参考書を見ないで一発で答えられる人はかなりワインの経験豊富と申せます。


答えは後程!


さて1988年度のギ・ド・アシェットを見たらやはりこの生産者載ってますね。


正確には Domaine Pierre-Marie Ninot Le Meix Guillaume 2 Rue de Chagny 71150 Rully なのですが、この本には住所が「71150 Chagny」になってます。

これは恐らく住所の一部に「Chagny」があるので早とちりした訳だと思います。


昨日の例も申し上げましたがワイン関係の書物というもの海外の出版物(仮にフランスのものであっても)全て正しいと思ったら大間違い!


もちろん日本のワインに関する本などハッキリ申し上げてデタラメだらけとしか申し上げられません。

著者がいい加減な人物ですから内容もいい加減で当然であります。フランス語の誤訳など日常茶飯事のこと、ひどい本になると平気で「ペトリュスのセパージュはメルロー50%、ボーシェ(正しくはブーシェ)20%、カベルネ30%」なんて書いてます。
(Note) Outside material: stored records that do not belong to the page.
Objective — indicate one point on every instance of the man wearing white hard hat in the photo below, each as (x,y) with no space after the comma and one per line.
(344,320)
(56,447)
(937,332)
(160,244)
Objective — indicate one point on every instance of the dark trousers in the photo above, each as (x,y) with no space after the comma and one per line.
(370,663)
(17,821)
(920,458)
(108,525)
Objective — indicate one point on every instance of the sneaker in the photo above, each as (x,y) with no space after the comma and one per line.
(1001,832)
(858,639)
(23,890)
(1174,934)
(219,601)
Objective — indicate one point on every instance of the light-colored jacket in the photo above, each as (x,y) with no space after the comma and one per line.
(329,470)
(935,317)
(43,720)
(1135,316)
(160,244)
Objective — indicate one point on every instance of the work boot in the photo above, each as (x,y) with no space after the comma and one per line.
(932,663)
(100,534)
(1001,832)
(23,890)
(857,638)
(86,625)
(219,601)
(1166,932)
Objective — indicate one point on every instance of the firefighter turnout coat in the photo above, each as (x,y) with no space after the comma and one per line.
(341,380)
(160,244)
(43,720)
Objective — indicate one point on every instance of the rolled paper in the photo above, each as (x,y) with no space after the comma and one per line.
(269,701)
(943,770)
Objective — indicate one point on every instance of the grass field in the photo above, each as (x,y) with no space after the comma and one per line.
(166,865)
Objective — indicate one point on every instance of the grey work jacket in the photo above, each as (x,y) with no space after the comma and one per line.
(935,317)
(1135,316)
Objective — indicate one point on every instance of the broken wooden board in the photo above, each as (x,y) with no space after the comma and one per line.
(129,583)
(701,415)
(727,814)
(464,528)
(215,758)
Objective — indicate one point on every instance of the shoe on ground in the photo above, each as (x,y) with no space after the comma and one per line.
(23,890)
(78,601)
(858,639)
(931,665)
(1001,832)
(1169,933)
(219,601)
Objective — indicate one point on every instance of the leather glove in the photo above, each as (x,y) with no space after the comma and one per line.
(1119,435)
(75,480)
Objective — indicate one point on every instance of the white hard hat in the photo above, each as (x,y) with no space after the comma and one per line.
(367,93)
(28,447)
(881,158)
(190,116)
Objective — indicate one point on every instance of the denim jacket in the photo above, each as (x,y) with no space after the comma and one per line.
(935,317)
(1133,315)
これは恐らく近隣シャトーの話をペトリュスの話と聞き間違えたと思われますが、大学の講師を務めた人間でさえこの体たらくであります。


さてさて先程の解答は如何に、自信を持って答えられたでしょうか?


先ずは語尾に「ROSE」とつくアペラシオンは当然のことですから全て正解となります。


一番上の「Bourgogne」は不正解、赤と白しかそのワインは名乗れません。詳しくはこちら をご覧下さい。  


上から2番目のアリゴテはご存知の通り白ワインのアペラシオンですから不正解。


3番目のグラン・トルディネールはどうでしょうか? これも赤白しかありません。詳しくはこちら をご覧下さい。 

ですからこれは不正解。


さて次が曲者です。ブルゴーニュ・ムスーは今現在、赤・白・ロゼが全てあります。赤の泡をフランスが認めてアペラシオンを与えているのですね。もちろんロゼもあるのでこれは正解。


次のパス・トゥ・グランはご存知の通りロゼと赤のアペラシオン、ですから正解。


最後のクレマン・ド・ブルゴーニュはご存知の通りロゼと白だけのアペラシオンだから正解。


従ってロゼを含むアペラシオンは


BOURGOGNE GRAND ORDINAIRE ROSE、

BOURGOGNE MOUSSEUX、

BOURGOGNE PASSE-TOUT-GRAINS、

BOURGOGNE ROSE、

CREMANT DE BOURGOGNE


の合計5つが正解と云うことになります。


ですからリュリーのコミューンで造られるロゼワインのアペラシオンは上記5つのどれかが当て嵌まると云うことになります。(ヴァン・ド・ターブルを除く)


オッとこのワインについて書き忘れていました。


白ワインと違い5ミリ長いコルクを使っていることからそこそこ寝かせてから飲むようにとの思いが感じられます。


色は最近の傾向からは外れた薄い色合い。ですが本来コート・シャロネーズでそんなに濃い色のワインなど無かったはず、むしろこれが当たり前の色ではないでしょうか。


グラスに注ぐと綺麗に艶が出ています。香りはピノの艶めかしいアロマにルイ・ヴィトンの取っ手の匂い。


私好みの辛口に仕上げられ残糖分は殆ど感じられません。これから美味しいであろう和牛のしゃぶしゃぶにはピッタリかもね。


結論です。1990年以前の仕立てでリュリー・メルキュレのワインに馴染んでおられるベテランには受けるでしょう。ワインの質はかなりのハイレベル、作為的な色や味付けは皆無。本来のリュリーを語るに必要な条件が揃ったワイン。お薦めですがチト高い。為替が落ち着く頃まで待って買いたい。